There lots of other phrases like this that you'll stumble upon. Someone should make a dictionary of these at some point.
I hate meaningless jargon as much as the next person, but I think the analogy here is pretty clear and useful.
Dry gun powder is ready to use, allowing you to fire whenever. Much like liquid assets, ready whenever.
If your powder gets wet, it'll take you a good amount of drying before it's of any use. Much like illiquid assets, would take some time to be useful, but still useful nonetheless.
I first heard it a few months ago when Chrystia Freeland, then Canada's Finance Minister, resigned and used it in her resignation letter. The meaning was immediately clear to me.

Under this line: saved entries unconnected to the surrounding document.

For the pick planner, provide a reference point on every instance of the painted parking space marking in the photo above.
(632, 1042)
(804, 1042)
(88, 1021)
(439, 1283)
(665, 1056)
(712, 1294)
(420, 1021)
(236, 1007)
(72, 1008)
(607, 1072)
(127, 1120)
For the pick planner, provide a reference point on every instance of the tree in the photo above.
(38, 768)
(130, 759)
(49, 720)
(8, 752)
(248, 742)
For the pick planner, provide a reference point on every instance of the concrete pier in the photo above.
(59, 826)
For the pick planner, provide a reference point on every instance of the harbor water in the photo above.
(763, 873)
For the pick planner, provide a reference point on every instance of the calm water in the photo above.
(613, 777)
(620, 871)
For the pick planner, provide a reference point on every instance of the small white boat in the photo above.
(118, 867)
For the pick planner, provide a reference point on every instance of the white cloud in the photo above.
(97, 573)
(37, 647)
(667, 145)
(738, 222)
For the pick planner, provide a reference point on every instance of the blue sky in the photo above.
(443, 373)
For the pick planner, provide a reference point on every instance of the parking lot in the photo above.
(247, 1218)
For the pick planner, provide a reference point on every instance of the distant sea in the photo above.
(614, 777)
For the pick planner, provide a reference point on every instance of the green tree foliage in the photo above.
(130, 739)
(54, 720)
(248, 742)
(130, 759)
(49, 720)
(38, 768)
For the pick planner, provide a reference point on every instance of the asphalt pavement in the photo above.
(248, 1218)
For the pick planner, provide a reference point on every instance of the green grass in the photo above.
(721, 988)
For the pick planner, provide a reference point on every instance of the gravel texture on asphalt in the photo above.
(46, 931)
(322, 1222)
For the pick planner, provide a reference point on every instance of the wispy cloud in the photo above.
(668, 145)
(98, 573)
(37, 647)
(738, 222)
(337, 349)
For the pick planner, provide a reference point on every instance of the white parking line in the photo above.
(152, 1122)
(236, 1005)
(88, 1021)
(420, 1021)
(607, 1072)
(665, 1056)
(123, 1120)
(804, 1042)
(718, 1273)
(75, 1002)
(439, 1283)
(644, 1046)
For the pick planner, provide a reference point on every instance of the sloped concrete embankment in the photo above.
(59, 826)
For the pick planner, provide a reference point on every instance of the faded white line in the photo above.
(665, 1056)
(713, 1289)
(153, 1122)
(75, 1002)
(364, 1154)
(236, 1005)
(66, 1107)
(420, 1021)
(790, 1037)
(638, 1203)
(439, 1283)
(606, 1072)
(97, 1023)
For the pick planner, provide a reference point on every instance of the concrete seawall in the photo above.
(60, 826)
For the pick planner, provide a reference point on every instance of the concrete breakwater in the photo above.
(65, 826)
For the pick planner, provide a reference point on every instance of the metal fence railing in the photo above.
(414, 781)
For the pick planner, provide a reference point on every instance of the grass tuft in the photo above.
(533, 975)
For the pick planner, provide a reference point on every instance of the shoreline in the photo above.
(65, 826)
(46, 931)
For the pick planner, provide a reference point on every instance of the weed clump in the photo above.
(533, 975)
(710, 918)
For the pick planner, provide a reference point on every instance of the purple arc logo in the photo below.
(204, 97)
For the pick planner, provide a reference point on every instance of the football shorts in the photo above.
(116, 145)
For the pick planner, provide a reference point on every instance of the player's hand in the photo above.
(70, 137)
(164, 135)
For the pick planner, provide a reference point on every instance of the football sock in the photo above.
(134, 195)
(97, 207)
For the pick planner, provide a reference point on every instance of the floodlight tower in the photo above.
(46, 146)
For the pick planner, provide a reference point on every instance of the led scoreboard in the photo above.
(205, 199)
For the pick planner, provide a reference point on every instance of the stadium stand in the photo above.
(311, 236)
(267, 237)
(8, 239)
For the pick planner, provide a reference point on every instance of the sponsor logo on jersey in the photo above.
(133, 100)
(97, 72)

> "That means keeping our fiscal powder dry today, so we have the reserves we may need for a coming tariff war," Freeland wrote.
"beautiful" here is definitely subjective. I only see a diagram and it looks like from PowerPoint presentation from the marketing team to the sales team.
Why JS world frequently uses "beautiful" or "modern" to describe its project? Often that hides something else.
Nah, its okay. I too think beautiful is used too often in contexts where it feels exaggerated. Nature can be beautiful. People can be beautiful. But a blue and grey computer diagram? It certainly looks good to me but I would not use the word beautiful. Perhaps if it were exceptionally artistic using a unique aesthetic I would use that word. But that's just like, my opinion, man.